Sinto que o feminino se aproxima disso, dessa atitude de reconhecer a impotência, sem que isso leve a passividade.

Na tradição chinesa há um desenho resumindo as duas atitudes básicas frente à vida: yin e yang. O vírus é yang, ele vem de fora pra dentro. Isso nos transforma, produzindo sintomas que se movimentam de dentro para fora, procurando um equilíbrio.

Como prosseguir nesse embate? Rompendo o círculo! Justamente transformando a experiência em alguma coisa que não é circular, que abre para o infinito, a criação, que nos torna dotados da proeza de construir com nosso corpo uma potência maior do que o vírus.

Isso é difícil porque a tradição ocidental, originada nos gregos, nos traz um

“um” como círculo: como unidade ou como atributo de coisas iguais. É diferente quando se pensa no zero, no infinito, no múltiplo, que são construções da matemática moderna, desconhecidas pela tradição grega. A matemática moderna rompe a regulação da matemática grega e pensa com categorias que não se fecham em um círculo, que se abrem para o

impensável, o que não existe, o que não se conta. E o que esse tipo de reflexão tem a ver com a pandemia?

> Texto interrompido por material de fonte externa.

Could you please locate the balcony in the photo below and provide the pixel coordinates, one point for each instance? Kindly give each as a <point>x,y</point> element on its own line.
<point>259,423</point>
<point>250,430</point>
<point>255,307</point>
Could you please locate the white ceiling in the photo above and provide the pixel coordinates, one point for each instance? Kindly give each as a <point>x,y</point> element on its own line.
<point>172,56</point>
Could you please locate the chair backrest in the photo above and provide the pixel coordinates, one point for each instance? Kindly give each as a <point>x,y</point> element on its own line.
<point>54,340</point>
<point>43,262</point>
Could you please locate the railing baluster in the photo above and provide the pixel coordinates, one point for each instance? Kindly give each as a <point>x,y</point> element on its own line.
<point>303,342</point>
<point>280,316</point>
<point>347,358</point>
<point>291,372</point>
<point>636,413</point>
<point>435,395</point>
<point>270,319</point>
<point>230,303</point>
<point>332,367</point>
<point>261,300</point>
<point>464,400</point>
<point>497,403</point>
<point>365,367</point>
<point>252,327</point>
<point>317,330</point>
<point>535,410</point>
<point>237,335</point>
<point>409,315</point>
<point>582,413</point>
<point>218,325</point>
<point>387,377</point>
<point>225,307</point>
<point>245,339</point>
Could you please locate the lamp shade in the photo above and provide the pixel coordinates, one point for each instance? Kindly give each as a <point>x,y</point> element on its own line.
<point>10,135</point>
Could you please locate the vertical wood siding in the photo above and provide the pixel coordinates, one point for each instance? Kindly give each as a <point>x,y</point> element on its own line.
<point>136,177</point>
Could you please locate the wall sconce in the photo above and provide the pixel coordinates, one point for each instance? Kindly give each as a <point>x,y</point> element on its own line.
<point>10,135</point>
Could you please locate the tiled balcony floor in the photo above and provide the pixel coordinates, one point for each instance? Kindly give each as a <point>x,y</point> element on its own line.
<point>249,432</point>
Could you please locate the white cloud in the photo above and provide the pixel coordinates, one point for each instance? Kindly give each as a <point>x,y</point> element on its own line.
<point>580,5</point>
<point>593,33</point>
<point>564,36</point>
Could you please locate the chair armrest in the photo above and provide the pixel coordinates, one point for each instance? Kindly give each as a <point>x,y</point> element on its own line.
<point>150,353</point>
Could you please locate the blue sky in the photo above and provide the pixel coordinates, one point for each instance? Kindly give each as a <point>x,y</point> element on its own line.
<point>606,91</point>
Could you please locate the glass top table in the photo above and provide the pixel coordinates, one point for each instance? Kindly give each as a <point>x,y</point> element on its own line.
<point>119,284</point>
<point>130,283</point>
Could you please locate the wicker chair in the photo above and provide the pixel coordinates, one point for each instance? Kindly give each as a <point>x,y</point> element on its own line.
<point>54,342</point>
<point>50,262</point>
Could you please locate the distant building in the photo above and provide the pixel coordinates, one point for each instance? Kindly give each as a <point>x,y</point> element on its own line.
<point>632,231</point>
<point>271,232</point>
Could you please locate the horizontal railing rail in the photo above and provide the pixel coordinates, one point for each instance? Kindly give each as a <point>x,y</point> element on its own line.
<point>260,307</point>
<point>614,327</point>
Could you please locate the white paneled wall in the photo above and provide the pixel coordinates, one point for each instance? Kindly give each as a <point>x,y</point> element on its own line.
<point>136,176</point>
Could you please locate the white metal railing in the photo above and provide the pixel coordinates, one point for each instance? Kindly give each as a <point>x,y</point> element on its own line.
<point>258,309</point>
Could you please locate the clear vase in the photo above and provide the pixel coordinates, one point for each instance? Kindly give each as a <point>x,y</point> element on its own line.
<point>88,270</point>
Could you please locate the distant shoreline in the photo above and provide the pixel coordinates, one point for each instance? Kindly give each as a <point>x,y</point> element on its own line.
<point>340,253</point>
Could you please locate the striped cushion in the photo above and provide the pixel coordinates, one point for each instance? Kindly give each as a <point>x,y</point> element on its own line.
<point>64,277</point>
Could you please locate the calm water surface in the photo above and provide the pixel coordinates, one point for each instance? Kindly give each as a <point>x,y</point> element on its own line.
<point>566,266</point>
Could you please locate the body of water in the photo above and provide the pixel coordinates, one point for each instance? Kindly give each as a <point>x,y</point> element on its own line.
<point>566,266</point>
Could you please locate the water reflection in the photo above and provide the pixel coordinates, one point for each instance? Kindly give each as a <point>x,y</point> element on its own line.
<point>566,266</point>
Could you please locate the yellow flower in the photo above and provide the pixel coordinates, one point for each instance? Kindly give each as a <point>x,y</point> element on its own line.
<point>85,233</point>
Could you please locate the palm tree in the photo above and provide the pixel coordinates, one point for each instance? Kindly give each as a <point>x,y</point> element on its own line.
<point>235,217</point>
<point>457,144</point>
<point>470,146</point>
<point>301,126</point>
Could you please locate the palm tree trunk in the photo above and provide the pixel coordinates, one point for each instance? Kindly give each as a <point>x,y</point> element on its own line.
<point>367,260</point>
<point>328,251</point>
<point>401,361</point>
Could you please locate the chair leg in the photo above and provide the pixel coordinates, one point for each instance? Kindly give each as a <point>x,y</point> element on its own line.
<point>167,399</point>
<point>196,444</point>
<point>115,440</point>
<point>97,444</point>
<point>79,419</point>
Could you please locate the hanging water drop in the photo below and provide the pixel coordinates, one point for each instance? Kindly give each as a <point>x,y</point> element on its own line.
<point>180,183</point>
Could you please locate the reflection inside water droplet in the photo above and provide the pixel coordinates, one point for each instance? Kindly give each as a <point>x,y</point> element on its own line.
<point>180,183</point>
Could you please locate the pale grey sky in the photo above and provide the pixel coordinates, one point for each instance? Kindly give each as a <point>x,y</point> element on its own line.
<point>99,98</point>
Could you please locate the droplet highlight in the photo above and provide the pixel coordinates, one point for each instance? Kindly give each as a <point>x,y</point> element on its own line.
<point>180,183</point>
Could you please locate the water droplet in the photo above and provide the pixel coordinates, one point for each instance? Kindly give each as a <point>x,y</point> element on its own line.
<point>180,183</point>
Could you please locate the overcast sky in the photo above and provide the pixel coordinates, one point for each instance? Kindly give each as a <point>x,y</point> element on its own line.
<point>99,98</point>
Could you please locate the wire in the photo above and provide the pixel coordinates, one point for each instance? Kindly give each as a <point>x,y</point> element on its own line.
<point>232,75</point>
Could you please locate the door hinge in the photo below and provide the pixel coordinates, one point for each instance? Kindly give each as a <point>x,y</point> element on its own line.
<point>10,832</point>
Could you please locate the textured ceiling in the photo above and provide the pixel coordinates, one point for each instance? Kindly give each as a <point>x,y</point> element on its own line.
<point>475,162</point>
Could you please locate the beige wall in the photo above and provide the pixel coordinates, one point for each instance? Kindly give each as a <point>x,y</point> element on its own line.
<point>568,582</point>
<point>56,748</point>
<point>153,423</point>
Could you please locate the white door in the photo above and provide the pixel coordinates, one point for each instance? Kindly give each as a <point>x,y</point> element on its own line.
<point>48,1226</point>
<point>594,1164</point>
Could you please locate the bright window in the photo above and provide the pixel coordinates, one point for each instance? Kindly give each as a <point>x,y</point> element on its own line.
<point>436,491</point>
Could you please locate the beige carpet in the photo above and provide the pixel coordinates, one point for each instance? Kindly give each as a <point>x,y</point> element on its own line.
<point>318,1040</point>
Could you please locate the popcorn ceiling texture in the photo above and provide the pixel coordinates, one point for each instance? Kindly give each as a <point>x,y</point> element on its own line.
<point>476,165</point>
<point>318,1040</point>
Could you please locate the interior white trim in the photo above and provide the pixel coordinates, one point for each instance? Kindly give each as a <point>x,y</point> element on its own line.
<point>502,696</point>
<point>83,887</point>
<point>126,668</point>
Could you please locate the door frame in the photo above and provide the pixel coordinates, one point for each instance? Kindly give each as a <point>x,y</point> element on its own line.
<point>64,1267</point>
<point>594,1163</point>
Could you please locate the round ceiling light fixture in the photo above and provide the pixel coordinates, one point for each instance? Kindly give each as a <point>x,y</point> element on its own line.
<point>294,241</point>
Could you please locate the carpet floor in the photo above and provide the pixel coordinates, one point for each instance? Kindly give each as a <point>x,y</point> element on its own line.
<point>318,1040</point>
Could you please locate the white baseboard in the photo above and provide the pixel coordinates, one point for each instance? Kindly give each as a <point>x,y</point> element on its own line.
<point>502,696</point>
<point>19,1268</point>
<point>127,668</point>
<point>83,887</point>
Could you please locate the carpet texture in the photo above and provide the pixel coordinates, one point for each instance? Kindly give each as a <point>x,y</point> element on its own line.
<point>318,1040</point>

A diferença – no sentido do que aproxima, não o equilíbrio, mas o único, o múltiplo – é o modo de se chegar ao sujeito, à pessoa que tem consciência de sua existência no mundo. É essa possibilidade de se dar conta de si que desaparece quando perdemos os pontos de apoio, quando nos diluímos em operações que negam a diferença. Considerar a diferença, nesse sentido positivo, implica em uma reviravolta na tradição que pretende desfazer tudo em uma suposta igualdade.

A diferença que ressalto aqui se refere ao exercício de nos recortar do outro de uma maneira sustentável, subjetivamente estruturante. É preciso que cada um suporte a diferença em relação ao outro, e ao outro que habita em nós também. Não “aguentando” o diferente, mas dando suporte, alimentando e construindo as singularidades. E singularidade é diferente de individualismo. É mesmo o oposto, pois o singular exige o reconhecimento de que somos plurais, carregamos muitos seres ao mesmo tempo, dentro de nós.

Nessa pandemia, a matemática a que estamos tendo acesso vem em forma de curvas exponenciais, mostrando mortes aumentando ou diminuindo. Esse modo de usar o número não aceita a diferença. Somos todos diluídos como “uns” iguais aos outros, o que nos parece insuportável. Mas as grandezas matemática não são necessariamente um espelho do mundo. A estatística é uma ferramenta a serviço de quem deseja demonstrar uma coisa.

Para convencer, além de números, é preciso contar com palavras, que a pessoa acompanhe com suas referências. Não basta apresentar os dados, é preciso incluir a pessoa no contexto, mostrar onde ela se encontra no processo. A gente precisa construir um conceito de número que dê lugar à pessoa.

E precisa não recear a filosofia, não rir do papo-cabeça, como se filosofar perdesse sua essência ao discutir assuntos “sérios”. Para nos consolar da incerteza espantosa que temos pela frente, temos o simbólico, a ciência, a matemática – não aquela dos números inteiros, mas a que pode acolher a pessoa, o sujeito, o infinito, o múltiplo, o singular.

Eugênia Correia é doutora em Psicologia do Desenvolvimento, compositora e artista visual. É teresinense e mora em João Pessoa.

*Essa história do número está em Alain Badiou, filósofo que propõe um tipo de número – “número surreal”- como forma fecunda de se pensar o cálculo nas humanidades.